Landesregierung schafft die Voraussetzungen für 385 zusätzliche Vollzeitstellen im Sanitätsbetrieb - Damit sollen laut Messner die Versorgung vor Ort gestärkt und Wartezeiten weiter verringert werden

Bereits ab Herbst 2026 soll der Stellenaufbau im Südtiroler Sanitätsbetrieb beginnen und die Gesundheitsdienste im ganzen Land nachhaltig stärken sowie Personalengpässe ausgleichen helfen. (Foto: LPA/Claudia Corrent)
Bereits ab Herbst 2026 soll der Stellenaufbau im Südtiroler Sanitätsbetrieb beginnen und die Gesundheitsdienste im ganzen Land nachhaltig stärken sowie Personalengpässe ausgleichen helfen. (Foto: LPA/Claudia Corrent)

BOZEN (LPA). Die Personalkapazitäten im Südtiroler Sanitätsbetrieb werden ausgebaut. Die Landesregierung hat am 18. September auf Vorschlag von Gesundheitslandesrat Hubert Messner die Voraussetzungen für die schrittweise Schaffung von 385 zusätzlichen Vollzeitstellen im Südtiroler Sanitätsbetrieb beschlossen. 

"Ziel ist es, die wohnortnahe Gesundheitsversorgung weiter auszubauen, Wartezeiten weiter abzubauen und die Betreuung für die Menschen vor Ort langfristig abzusichern", betont Gesundheitslandesrat Messner. Bereits ab Herbst 2026 soll der Stellenaufbau beginnen und die Gesundheitsdienste im ganzen Land nachhaltig stärken sowie Personalengpässe ausgleichen helfen.

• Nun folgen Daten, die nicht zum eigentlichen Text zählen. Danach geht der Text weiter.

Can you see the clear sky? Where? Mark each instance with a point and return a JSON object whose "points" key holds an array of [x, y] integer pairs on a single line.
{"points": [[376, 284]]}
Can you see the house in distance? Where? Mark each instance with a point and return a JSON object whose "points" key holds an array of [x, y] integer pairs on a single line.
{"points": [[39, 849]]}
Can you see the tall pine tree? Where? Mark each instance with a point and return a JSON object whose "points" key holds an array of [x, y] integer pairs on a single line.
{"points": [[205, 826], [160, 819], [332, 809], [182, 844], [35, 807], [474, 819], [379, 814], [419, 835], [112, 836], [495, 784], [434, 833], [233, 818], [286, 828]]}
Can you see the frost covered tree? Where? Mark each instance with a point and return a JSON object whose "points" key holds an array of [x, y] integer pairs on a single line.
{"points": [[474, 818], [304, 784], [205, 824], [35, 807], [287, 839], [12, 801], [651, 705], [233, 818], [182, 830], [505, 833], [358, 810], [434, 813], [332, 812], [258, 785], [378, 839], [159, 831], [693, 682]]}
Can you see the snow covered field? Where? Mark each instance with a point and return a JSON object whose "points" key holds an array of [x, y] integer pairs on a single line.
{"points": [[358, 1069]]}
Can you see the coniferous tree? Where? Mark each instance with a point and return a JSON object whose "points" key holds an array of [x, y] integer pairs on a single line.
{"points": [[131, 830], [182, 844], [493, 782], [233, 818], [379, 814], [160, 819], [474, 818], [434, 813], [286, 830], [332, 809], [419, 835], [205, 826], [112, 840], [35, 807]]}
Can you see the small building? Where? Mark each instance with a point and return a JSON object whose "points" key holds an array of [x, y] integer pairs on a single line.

"Die zusätzlichen personellen Ressourcen kommen direkt dort zum Einsatz, wo Gesundheitsleistungen für die Menschen erbracht werden. Davon profitieren Krankenhäuser ebenso wie Ambulanzen, Präventionsdienste und territoriale Einrichtungen", erklärt Messner.

Mit diesem Beschluss investiere das Land gezielt in die Menschen und in die Qualität der Gesundheitsversorgung. Mehr Personal bedeute mehr Nähe zu den Patientinnen und Patienten, eine verlässliche Betreuung und bessere Voraussetzungen, um die Herausforderungen der Zukunft zu bewältigen, sagt Messner.

Die Finanzierung der zusätzlichen Stellen ist durch die laufenden Mittel des Sanitätsbetriebs sowie durch die allgemeine Landesfinanzierung gesichert.